La parole de Dieu doit être digérée

janvier 2025

La parole de Dieu doit être digérée

Jean a reçu l’ordre d’avaler le livre. « Je pris le petit livre de la main de l’ange, et je l’avalai ; il fut dans ma bouche doux comme du miel, mais quand je l’eus avalé, mes entrailles furent remplies d’amertume. » Ap. 10, 10. Quand la parole de Dieu ne reste que de la connaissance, elle a le doux goût de miel, mais elle n’apporte pas la nourriture nécessaire pour grandir si elle n’est pas digérée. « Car cette bonne nouvelle nous a été annoncée aussi bien qu’à eux ; mais la parole qui leur fut annoncée ne leur servit de rien, parce qu’elle ne trouva pas de la foi chez ceux qui l’entendirent. » Hé. 4, 2. Si je ne fusionne pas, par la foi, avec la parole de Dieu que j’entends, je n’aurai que le goût sucré dans la bouche. Je peux être fortifié et enthousiasmé par la parole de Dieu, sans que la parole ne fasse d’œuvre en moi.

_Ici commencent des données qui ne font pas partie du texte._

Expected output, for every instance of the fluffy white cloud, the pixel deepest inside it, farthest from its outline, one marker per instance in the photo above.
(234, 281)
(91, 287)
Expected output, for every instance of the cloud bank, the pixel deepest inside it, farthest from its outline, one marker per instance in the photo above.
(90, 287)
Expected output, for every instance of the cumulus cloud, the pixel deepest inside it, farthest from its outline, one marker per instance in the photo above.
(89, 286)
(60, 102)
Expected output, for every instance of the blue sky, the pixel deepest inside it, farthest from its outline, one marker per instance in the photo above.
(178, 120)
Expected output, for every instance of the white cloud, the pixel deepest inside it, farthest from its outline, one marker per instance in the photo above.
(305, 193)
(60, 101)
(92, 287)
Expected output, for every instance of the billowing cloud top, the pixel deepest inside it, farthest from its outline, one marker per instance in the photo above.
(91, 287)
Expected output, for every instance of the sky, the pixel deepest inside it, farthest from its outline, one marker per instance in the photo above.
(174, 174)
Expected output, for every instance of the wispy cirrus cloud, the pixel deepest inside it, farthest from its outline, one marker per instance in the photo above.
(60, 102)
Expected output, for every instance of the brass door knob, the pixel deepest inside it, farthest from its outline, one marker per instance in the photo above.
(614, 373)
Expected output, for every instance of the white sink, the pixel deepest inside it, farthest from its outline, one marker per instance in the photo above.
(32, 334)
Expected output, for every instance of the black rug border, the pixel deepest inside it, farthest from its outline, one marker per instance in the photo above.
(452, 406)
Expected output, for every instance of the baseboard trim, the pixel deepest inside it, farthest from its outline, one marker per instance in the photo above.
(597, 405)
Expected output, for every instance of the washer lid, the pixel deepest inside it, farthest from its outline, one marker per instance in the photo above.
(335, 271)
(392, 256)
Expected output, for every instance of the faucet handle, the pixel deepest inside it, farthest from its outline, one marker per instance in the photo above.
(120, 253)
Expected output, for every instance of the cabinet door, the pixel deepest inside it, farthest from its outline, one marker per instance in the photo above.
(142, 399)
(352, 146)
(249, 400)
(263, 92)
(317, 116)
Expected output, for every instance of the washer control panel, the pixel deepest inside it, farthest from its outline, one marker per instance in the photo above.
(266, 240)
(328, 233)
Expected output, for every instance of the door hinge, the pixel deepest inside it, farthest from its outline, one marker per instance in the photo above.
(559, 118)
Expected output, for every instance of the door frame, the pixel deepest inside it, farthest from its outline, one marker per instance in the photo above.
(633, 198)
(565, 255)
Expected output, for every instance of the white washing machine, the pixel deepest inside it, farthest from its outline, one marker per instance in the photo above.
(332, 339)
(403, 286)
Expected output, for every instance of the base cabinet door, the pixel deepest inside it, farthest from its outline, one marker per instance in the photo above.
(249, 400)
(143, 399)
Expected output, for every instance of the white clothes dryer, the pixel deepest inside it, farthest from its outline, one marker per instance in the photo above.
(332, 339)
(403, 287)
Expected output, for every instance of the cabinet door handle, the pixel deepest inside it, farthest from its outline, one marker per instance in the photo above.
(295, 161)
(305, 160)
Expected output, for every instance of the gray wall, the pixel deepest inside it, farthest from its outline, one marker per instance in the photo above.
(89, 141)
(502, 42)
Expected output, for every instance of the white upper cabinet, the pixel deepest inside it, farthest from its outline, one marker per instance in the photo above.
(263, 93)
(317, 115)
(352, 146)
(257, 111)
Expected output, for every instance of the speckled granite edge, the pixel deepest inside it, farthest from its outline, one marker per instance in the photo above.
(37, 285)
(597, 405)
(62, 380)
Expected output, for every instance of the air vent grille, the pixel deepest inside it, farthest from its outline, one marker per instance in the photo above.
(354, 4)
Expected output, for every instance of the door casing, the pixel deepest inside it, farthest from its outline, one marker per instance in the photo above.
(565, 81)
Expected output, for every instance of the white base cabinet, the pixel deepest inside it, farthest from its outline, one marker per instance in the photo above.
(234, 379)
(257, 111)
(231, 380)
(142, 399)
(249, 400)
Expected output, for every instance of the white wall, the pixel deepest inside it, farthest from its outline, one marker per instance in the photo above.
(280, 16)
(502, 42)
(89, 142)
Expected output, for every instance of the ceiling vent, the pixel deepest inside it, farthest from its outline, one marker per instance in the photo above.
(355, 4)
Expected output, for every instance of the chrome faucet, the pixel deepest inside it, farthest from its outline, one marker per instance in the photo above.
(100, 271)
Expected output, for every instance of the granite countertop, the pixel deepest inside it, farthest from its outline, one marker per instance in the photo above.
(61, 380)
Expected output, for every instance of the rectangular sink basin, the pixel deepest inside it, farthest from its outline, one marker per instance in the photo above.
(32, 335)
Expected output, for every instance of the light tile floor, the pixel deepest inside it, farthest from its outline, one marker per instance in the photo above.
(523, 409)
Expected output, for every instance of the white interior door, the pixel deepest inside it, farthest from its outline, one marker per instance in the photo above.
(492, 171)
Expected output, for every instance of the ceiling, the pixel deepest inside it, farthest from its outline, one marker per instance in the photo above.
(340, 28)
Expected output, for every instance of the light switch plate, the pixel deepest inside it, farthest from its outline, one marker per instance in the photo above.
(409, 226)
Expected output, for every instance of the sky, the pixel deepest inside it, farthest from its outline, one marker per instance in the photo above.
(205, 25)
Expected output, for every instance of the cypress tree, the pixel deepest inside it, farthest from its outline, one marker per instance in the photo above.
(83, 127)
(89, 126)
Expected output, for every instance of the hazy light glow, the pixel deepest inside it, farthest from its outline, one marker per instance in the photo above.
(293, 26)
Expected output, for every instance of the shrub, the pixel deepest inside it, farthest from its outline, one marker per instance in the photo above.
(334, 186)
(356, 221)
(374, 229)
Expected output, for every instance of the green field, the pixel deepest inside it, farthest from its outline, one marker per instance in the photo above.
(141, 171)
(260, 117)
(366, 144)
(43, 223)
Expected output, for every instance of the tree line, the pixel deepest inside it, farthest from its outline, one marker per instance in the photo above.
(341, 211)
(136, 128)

De la même manière que le corps a besoin de digérer les aliments naturels pour vivre et grandir, il faut aussi que la Parole descende dans mes entrailles pour que mon esprit soit vivant et grandisse. Jacques met en garde contre le fait de se tromper soi-même, au chapitre 1, 22 : « Mettez en pratique la parole, et ne vous bornez pas à l’écouter en vous trompant vous-mêmes par de faux raisonnements. » Lorsque je me contente du goût sucré de la connaissance dans ma bouche, et que je n’entre pas dans l’obéissance de la foi, je me trompe moi-même et je ne peux pas parvenir à un développement spirituel.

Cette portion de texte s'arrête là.